De man verweert zich met de stelling dat de autoverzekering op zijn naam staat. Híj heeft de
no-claimkorting opgebouwd en hij heeft zelf een belang bij het behouden van
die opbouw op het moment dat hij niet langer over een auto van de zaak kan
beschikken. De door de vrouw verzochte compensatie van misgelopen premievoordeel is
niet toewijsbaar, omdat het gaat om een persoonsgebonden voordeel, dat niet
voor verdeling in aanmerking komt, aldus de man.
In hoger beroep stelt het hof voorop dat de huwelijksgemeenschap wordt
gevormd door goederen en schulden van de echtgenoten (artikel 1:94 BW oud).

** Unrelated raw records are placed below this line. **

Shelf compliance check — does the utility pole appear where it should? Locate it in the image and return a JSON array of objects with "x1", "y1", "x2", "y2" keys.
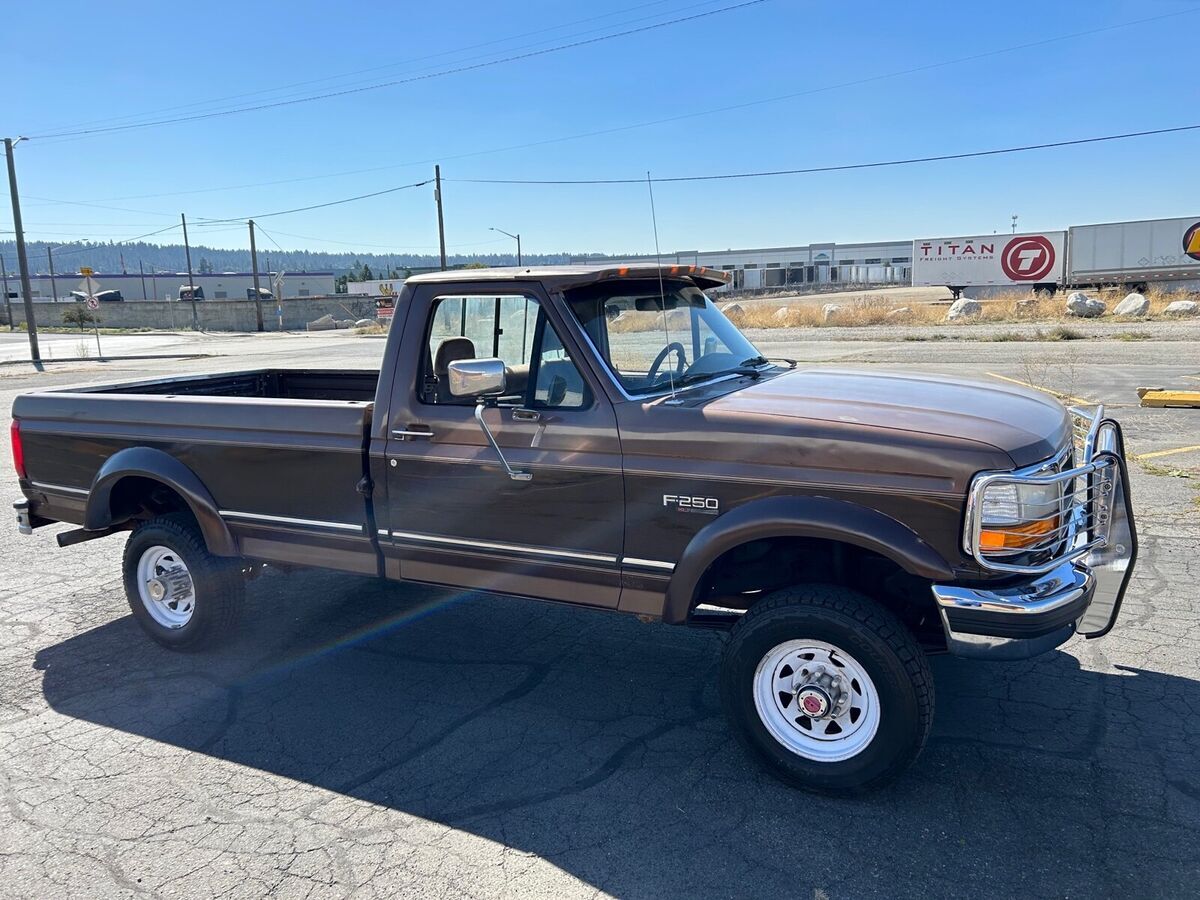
[
  {"x1": 250, "y1": 218, "x2": 263, "y2": 331},
  {"x1": 487, "y1": 228, "x2": 521, "y2": 269},
  {"x1": 4, "y1": 138, "x2": 42, "y2": 366},
  {"x1": 433, "y1": 166, "x2": 446, "y2": 271},
  {"x1": 0, "y1": 256, "x2": 13, "y2": 331},
  {"x1": 46, "y1": 246, "x2": 59, "y2": 302},
  {"x1": 179, "y1": 212, "x2": 200, "y2": 331}
]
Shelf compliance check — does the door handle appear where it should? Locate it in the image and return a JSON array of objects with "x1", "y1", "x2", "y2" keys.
[{"x1": 391, "y1": 425, "x2": 433, "y2": 440}]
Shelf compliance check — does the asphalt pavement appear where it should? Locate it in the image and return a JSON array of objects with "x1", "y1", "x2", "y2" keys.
[{"x1": 0, "y1": 334, "x2": 1200, "y2": 900}]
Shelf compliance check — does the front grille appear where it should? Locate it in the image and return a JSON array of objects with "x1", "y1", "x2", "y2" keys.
[{"x1": 964, "y1": 408, "x2": 1117, "y2": 574}]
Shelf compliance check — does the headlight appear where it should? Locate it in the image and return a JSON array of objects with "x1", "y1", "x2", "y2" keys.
[{"x1": 979, "y1": 481, "x2": 1063, "y2": 552}]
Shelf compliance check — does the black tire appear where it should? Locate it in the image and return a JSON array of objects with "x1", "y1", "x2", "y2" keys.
[
  {"x1": 720, "y1": 584, "x2": 934, "y2": 796},
  {"x1": 122, "y1": 512, "x2": 246, "y2": 650}
]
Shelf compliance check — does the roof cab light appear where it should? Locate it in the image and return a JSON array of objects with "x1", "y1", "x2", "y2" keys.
[{"x1": 8, "y1": 419, "x2": 25, "y2": 479}]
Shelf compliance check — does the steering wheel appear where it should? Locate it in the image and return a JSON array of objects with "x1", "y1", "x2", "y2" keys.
[{"x1": 646, "y1": 341, "x2": 688, "y2": 384}]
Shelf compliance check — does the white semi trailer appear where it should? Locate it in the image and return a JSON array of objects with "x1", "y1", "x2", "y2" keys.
[
  {"x1": 1067, "y1": 216, "x2": 1200, "y2": 287},
  {"x1": 912, "y1": 232, "x2": 1067, "y2": 296},
  {"x1": 912, "y1": 216, "x2": 1200, "y2": 296}
]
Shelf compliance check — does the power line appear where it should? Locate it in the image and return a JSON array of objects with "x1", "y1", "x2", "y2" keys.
[
  {"x1": 443, "y1": 125, "x2": 1200, "y2": 185},
  {"x1": 21, "y1": 0, "x2": 696, "y2": 137},
  {"x1": 31, "y1": 7, "x2": 1200, "y2": 206},
  {"x1": 28, "y1": 224, "x2": 179, "y2": 257},
  {"x1": 196, "y1": 178, "x2": 433, "y2": 223},
  {"x1": 29, "y1": 0, "x2": 768, "y2": 140}
]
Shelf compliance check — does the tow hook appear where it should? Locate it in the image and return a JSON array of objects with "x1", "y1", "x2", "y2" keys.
[{"x1": 12, "y1": 500, "x2": 34, "y2": 534}]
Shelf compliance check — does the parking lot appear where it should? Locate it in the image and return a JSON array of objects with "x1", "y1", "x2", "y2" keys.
[{"x1": 0, "y1": 334, "x2": 1200, "y2": 900}]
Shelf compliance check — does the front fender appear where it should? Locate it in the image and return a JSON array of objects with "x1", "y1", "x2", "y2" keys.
[
  {"x1": 84, "y1": 446, "x2": 239, "y2": 557},
  {"x1": 662, "y1": 497, "x2": 954, "y2": 624}
]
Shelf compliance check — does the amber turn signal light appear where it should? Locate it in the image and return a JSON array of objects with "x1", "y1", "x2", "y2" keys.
[{"x1": 979, "y1": 516, "x2": 1058, "y2": 551}]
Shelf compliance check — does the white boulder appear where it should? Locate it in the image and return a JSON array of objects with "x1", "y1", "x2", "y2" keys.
[
  {"x1": 1112, "y1": 293, "x2": 1150, "y2": 318},
  {"x1": 1067, "y1": 290, "x2": 1108, "y2": 319},
  {"x1": 946, "y1": 296, "x2": 983, "y2": 322},
  {"x1": 1163, "y1": 300, "x2": 1200, "y2": 316},
  {"x1": 308, "y1": 314, "x2": 337, "y2": 331}
]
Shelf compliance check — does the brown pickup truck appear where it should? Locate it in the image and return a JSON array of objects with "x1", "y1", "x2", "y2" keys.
[{"x1": 12, "y1": 266, "x2": 1136, "y2": 793}]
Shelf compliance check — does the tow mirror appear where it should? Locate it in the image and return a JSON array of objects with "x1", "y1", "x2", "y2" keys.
[
  {"x1": 446, "y1": 359, "x2": 508, "y2": 397},
  {"x1": 446, "y1": 359, "x2": 533, "y2": 481}
]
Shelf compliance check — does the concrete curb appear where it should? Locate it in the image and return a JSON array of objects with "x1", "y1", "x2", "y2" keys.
[{"x1": 0, "y1": 353, "x2": 211, "y2": 366}]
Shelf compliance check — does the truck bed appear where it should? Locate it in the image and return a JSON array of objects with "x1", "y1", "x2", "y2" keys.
[
  {"x1": 72, "y1": 368, "x2": 379, "y2": 402},
  {"x1": 13, "y1": 368, "x2": 378, "y2": 572}
]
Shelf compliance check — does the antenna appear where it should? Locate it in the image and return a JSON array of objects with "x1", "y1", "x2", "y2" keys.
[{"x1": 646, "y1": 169, "x2": 676, "y2": 400}]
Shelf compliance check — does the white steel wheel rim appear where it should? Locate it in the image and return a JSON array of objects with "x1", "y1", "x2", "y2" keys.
[
  {"x1": 137, "y1": 546, "x2": 196, "y2": 629},
  {"x1": 754, "y1": 640, "x2": 880, "y2": 762}
]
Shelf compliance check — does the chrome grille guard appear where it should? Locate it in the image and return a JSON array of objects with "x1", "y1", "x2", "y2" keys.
[{"x1": 962, "y1": 406, "x2": 1123, "y2": 575}]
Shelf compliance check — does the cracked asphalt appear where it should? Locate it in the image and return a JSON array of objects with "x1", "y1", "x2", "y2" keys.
[{"x1": 0, "y1": 335, "x2": 1200, "y2": 900}]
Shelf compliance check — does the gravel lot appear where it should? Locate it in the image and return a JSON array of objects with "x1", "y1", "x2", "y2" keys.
[{"x1": 0, "y1": 329, "x2": 1200, "y2": 900}]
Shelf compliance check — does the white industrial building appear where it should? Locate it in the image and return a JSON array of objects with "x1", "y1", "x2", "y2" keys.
[
  {"x1": 571, "y1": 240, "x2": 912, "y2": 290},
  {"x1": 8, "y1": 271, "x2": 334, "y2": 300}
]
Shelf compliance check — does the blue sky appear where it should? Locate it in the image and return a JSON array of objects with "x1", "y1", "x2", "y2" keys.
[{"x1": 0, "y1": 0, "x2": 1200, "y2": 259}]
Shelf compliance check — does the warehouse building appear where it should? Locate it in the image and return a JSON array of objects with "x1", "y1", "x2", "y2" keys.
[
  {"x1": 8, "y1": 272, "x2": 334, "y2": 300},
  {"x1": 571, "y1": 241, "x2": 912, "y2": 290}
]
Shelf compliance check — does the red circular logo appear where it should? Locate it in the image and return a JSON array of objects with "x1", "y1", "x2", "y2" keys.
[
  {"x1": 1000, "y1": 234, "x2": 1054, "y2": 281},
  {"x1": 1183, "y1": 222, "x2": 1200, "y2": 259}
]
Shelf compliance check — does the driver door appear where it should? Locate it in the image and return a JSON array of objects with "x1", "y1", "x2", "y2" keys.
[{"x1": 379, "y1": 282, "x2": 624, "y2": 607}]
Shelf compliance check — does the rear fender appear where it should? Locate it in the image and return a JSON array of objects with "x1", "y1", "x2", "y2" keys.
[
  {"x1": 662, "y1": 497, "x2": 954, "y2": 624},
  {"x1": 84, "y1": 446, "x2": 240, "y2": 557}
]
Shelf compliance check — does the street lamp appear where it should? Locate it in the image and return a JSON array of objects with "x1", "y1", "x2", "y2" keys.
[
  {"x1": 4, "y1": 137, "x2": 42, "y2": 370},
  {"x1": 487, "y1": 228, "x2": 521, "y2": 266}
]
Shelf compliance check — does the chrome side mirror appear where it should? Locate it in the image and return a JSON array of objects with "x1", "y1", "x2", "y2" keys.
[
  {"x1": 446, "y1": 359, "x2": 508, "y2": 397},
  {"x1": 446, "y1": 359, "x2": 533, "y2": 481}
]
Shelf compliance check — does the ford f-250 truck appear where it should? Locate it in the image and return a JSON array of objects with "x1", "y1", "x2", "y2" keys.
[{"x1": 12, "y1": 266, "x2": 1136, "y2": 793}]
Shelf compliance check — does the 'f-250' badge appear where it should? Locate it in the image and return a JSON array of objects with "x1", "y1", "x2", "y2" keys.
[{"x1": 662, "y1": 493, "x2": 721, "y2": 516}]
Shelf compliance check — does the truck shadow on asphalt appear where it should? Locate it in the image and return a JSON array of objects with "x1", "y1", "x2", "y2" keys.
[{"x1": 35, "y1": 572, "x2": 1200, "y2": 896}]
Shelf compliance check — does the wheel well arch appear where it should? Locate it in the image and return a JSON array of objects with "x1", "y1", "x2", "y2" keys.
[
  {"x1": 662, "y1": 497, "x2": 954, "y2": 638},
  {"x1": 686, "y1": 535, "x2": 942, "y2": 644},
  {"x1": 84, "y1": 446, "x2": 239, "y2": 557}
]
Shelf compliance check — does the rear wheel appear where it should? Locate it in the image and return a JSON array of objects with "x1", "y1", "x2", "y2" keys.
[
  {"x1": 122, "y1": 512, "x2": 246, "y2": 650},
  {"x1": 721, "y1": 584, "x2": 934, "y2": 794}
]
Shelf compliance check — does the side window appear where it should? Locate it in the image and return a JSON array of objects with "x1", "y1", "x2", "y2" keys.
[{"x1": 420, "y1": 294, "x2": 588, "y2": 409}]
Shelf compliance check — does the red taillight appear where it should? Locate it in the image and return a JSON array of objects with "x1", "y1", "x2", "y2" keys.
[{"x1": 8, "y1": 419, "x2": 25, "y2": 478}]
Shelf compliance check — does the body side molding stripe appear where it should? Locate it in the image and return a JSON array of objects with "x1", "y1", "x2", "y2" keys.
[
  {"x1": 29, "y1": 481, "x2": 91, "y2": 497},
  {"x1": 620, "y1": 557, "x2": 674, "y2": 572},
  {"x1": 221, "y1": 509, "x2": 364, "y2": 534},
  {"x1": 379, "y1": 529, "x2": 617, "y2": 565}
]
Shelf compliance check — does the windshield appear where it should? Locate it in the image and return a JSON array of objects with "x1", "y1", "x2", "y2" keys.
[{"x1": 566, "y1": 280, "x2": 767, "y2": 395}]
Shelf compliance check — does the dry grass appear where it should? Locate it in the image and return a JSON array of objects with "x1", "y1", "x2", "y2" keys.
[
  {"x1": 608, "y1": 284, "x2": 1200, "y2": 341},
  {"x1": 710, "y1": 284, "x2": 1198, "y2": 331}
]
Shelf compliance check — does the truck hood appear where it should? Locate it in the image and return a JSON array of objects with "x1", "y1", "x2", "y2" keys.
[{"x1": 704, "y1": 368, "x2": 1070, "y2": 467}]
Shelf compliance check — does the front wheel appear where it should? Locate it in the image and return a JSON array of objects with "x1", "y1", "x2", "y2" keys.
[
  {"x1": 122, "y1": 512, "x2": 246, "y2": 650},
  {"x1": 721, "y1": 584, "x2": 934, "y2": 794}
]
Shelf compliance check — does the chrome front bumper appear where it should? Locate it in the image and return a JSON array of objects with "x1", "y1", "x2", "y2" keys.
[
  {"x1": 934, "y1": 563, "x2": 1096, "y2": 659},
  {"x1": 932, "y1": 413, "x2": 1138, "y2": 659}
]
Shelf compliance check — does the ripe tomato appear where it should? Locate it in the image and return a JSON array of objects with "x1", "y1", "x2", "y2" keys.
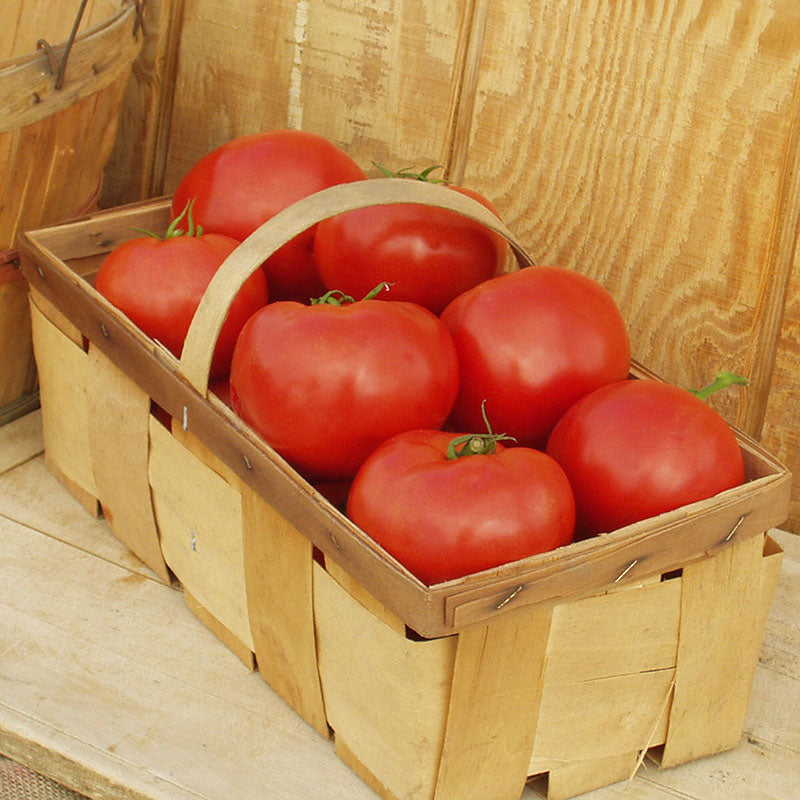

Teneinde te kunnen vaststellen of de no-claimkorting moet worden aangemerkt
als een goed, en of deze daarmee tot de huwelijksgemeenschap behoort, is
vereist dat die no-claimkorting een vermogensrecht is (artikel 3:1 jo. 3:6
BW). Volgens artikel 3:6 BW zijn vermogensrechten: rechten die, hetzij
afzonderlijk hetzij tezamen met een ander recht, overdraagbaar zijn, of er
toe strekken de rechthebbende stoffelijk voordeel te verschaffen, ofwel
verkregen zijn in ruil voor verstrekt of in het vooruitzicht gesteld
stoffelijk voordeel. Vast staat dat de no-claimkorting niet zelfstandig overdraagbaar is (omdat
daarvoor de medewerking van de verzekeraar nodig is) en niet los kan worden
gezien van de autoverzekering van de man. Het hof merkt de no-claimkorting daarom
aan als een persoonlijke korting van de man (in zijn hoedanigheid van
verzekeringnemer) op de door de verzekeraar geheven premie. Daarmee is geen
sprake van een vermogensrecht in de zin van artikel 3:6 BW, zodat het ook
geen deel kan uitmaken van de huwelijksgemeenschap van partijen en waardoor
verdeling hiervan niet mogelijk is. Het hof wijst de vordering af.